Using static analysis, Piranha performs three key tasks: deleting the code immediately surrounding the feature flag API, deleting the code that becomes unreachable as a result of the previous step, and finally deleting any tests related to the flag. To execute Piranha, three inputs are required: the flag under consideration, the treatment behavior, and the owner of the flag.

For example, consider the following Java snippet containing a feature flag:

public class MyClass {
  private XPTest expt;
  ...
  public void foo() {
    if(expt.flagEnabled(TestExperimentName.SAMPLE_STALE_FLAG)) {
        System.out.println("Hello World");
    }
  }

  public void bar() {
    if(expt.flagDisabled(TestExperimentName.SAMPLE_STALE_FLAG)) {
        System.out.println("Hi World");
    }
  }
}

Calling Piranha with the following arguments will cause it to leave the treatment condition (where the feature is enabled) and remove the control condition (where the feature is not enabled):

options.errorprone.errorproneArgs << "-XepOpt:Piranha:FlagName=SAMPLE_STALE_FLAG"
options.errorprone.errorproneArgs << "-XepOpt:Piranha:IsTreated=true"
options.errorprone.errorproneArgs << "-XepOpt:Piranha:Config=config/piranha.properties"

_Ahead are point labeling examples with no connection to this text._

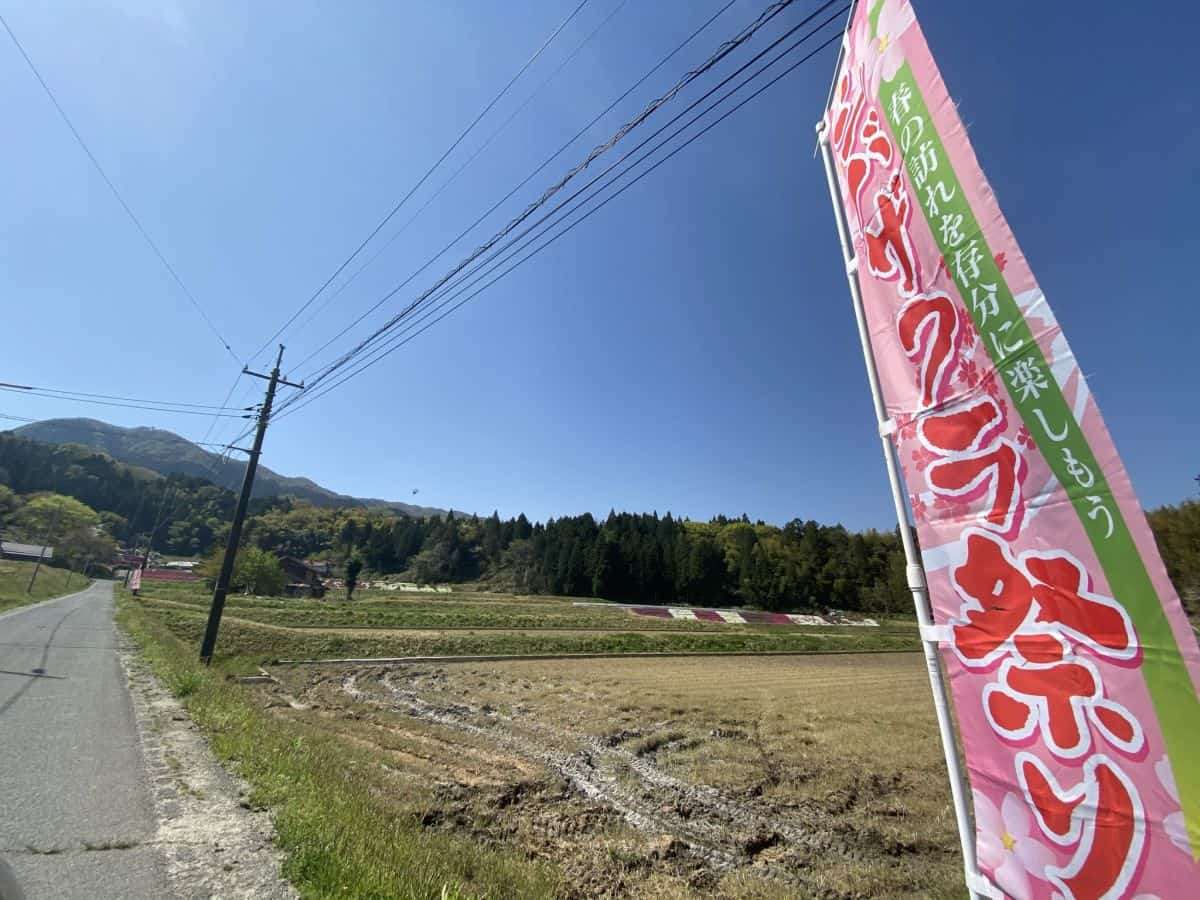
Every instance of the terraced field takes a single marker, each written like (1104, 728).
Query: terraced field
(259, 629)
(808, 766)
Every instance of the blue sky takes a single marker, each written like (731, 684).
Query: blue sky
(689, 348)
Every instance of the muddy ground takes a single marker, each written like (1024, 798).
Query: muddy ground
(727, 777)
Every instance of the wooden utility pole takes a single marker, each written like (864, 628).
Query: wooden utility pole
(41, 556)
(239, 516)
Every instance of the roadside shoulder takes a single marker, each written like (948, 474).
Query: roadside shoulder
(214, 845)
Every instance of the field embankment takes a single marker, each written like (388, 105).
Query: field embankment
(51, 582)
(743, 777)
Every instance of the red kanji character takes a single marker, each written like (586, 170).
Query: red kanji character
(889, 255)
(1065, 601)
(964, 429)
(928, 329)
(1102, 816)
(1001, 594)
(995, 474)
(1037, 606)
(1050, 697)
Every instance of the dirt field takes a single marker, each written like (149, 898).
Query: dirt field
(737, 777)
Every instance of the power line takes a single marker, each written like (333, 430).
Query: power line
(333, 295)
(147, 406)
(527, 179)
(120, 199)
(396, 342)
(454, 273)
(550, 192)
(421, 180)
(85, 395)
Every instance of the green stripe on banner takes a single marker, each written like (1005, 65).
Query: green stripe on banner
(1038, 397)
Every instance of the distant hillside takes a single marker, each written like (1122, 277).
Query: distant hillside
(168, 453)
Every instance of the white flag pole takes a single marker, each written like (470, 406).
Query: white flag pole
(977, 883)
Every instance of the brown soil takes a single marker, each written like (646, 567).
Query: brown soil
(664, 778)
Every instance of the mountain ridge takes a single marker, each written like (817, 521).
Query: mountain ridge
(167, 453)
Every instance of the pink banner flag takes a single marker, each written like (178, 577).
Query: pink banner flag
(1073, 669)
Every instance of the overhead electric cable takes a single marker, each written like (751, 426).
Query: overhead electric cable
(120, 199)
(334, 294)
(87, 395)
(486, 247)
(421, 180)
(528, 178)
(395, 342)
(127, 406)
(550, 192)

This will prepare a diff to change the code as follows:

public class MyClass {
  private XPTest expt;
  ...
  public void foo() {
     System.out.println("Hello World");
  }


  public void bar() {
  }
}

When creating this tool, the Uber engineers observed three types of flag APIs: Boolean APIs, update APIs, and parameter APIs. Boolean APIs are ones that return a Boolean value as in the example above. Update APIs update the feature flag value in the running system. Finally parameter APIs return a non-Boolean primitive value to correspond to an experimental value controlled from the back end. Piranha only handles the first two types "as the engineering effort required to address them was much larger and the frequency of their occurrence in the codebase much lower".

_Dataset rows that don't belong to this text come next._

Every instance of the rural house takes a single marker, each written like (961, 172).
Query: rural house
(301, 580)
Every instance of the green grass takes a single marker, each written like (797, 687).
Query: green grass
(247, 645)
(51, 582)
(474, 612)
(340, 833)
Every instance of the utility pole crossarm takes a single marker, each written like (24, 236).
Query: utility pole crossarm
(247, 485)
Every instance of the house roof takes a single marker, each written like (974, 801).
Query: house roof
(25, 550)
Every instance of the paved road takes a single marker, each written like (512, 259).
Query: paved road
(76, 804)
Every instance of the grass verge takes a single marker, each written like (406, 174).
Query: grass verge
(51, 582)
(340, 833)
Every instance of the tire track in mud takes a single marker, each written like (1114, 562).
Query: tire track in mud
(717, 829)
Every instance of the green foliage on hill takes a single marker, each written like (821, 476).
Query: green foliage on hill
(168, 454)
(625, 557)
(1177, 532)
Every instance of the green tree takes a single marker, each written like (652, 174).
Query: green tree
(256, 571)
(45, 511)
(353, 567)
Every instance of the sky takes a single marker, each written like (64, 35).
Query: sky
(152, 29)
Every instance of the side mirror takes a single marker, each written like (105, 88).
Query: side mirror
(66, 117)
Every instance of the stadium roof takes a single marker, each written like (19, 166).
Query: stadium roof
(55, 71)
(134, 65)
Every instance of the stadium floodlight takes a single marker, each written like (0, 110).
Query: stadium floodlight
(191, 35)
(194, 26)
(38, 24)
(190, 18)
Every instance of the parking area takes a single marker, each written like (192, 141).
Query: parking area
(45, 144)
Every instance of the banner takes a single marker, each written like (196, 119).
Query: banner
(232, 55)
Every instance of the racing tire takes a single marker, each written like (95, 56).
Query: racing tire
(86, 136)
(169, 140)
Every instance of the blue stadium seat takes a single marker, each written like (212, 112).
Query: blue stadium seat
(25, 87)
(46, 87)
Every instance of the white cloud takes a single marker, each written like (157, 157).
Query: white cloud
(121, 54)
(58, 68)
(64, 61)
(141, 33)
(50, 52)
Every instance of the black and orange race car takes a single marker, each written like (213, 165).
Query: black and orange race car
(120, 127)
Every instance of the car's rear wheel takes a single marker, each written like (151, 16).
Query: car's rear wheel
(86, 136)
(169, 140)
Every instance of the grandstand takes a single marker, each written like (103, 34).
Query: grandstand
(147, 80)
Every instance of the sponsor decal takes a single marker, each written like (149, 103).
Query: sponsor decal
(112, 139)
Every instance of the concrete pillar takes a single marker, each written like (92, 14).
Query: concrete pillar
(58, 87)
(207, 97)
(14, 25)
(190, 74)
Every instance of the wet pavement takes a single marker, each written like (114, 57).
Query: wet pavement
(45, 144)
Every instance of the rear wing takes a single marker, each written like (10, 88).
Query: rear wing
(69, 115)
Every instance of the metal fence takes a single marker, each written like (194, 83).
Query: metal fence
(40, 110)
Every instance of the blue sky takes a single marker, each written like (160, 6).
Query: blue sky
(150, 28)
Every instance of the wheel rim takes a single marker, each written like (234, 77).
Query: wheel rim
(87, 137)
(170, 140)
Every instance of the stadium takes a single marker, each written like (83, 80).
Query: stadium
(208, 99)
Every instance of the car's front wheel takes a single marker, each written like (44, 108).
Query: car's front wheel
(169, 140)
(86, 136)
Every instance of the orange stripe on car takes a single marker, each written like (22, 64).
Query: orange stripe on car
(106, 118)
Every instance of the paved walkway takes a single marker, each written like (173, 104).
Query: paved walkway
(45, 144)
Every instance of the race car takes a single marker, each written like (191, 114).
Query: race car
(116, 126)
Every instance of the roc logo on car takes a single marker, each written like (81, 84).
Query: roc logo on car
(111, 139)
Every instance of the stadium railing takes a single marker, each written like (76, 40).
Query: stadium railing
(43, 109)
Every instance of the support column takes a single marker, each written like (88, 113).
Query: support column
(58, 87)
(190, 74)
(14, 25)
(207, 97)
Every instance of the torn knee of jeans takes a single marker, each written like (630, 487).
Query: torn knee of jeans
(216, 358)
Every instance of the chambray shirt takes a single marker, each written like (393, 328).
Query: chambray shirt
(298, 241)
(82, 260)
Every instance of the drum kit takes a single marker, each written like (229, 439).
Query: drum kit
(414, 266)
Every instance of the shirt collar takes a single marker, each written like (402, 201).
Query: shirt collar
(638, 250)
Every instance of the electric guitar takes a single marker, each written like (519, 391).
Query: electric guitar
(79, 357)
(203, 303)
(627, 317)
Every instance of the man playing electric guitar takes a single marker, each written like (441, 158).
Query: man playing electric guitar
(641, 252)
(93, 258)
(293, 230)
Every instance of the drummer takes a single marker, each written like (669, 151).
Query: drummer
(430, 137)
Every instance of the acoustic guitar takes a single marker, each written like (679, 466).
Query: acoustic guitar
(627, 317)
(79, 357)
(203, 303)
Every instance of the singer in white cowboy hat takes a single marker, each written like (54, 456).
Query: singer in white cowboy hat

Relying on teams to proactively run Piranha may still result in stale code not being cleaned on a regular basis. The team created a workflow pipeline to run Piranha on a regular cadence. In Uber's case Piranha runs weekly on their codebase. The pipeline also automatically generates tasks within Uber's task management system for tracking the created pull requests.

Piranha workflow to automatically generate a list of stale flags for review

Piranha workflow to automatically generate a list of stale flags for review (Source: Uber)

 

The Piranha pipeline queries their flag management system for a list of stale flags. Each team has the ability to set their own time frame for what stale means. Once triggered, Piranha will generate a pull request and assign it to the flag's original author. To ensure the work is handled, the team also created PiranhaTidy, a reminder bot, to periodically notify users about open Piranha related tasks.

Piranha is open source under the Apache 2.0 license. It currently supports Java, Swift, and Objective-C. There are open issues to add support for additional languages such as Kotlin, .NET, and JavaScript. The team will have a research paper on Piranha in the upcoming 42nd International Conference of Software Engineering.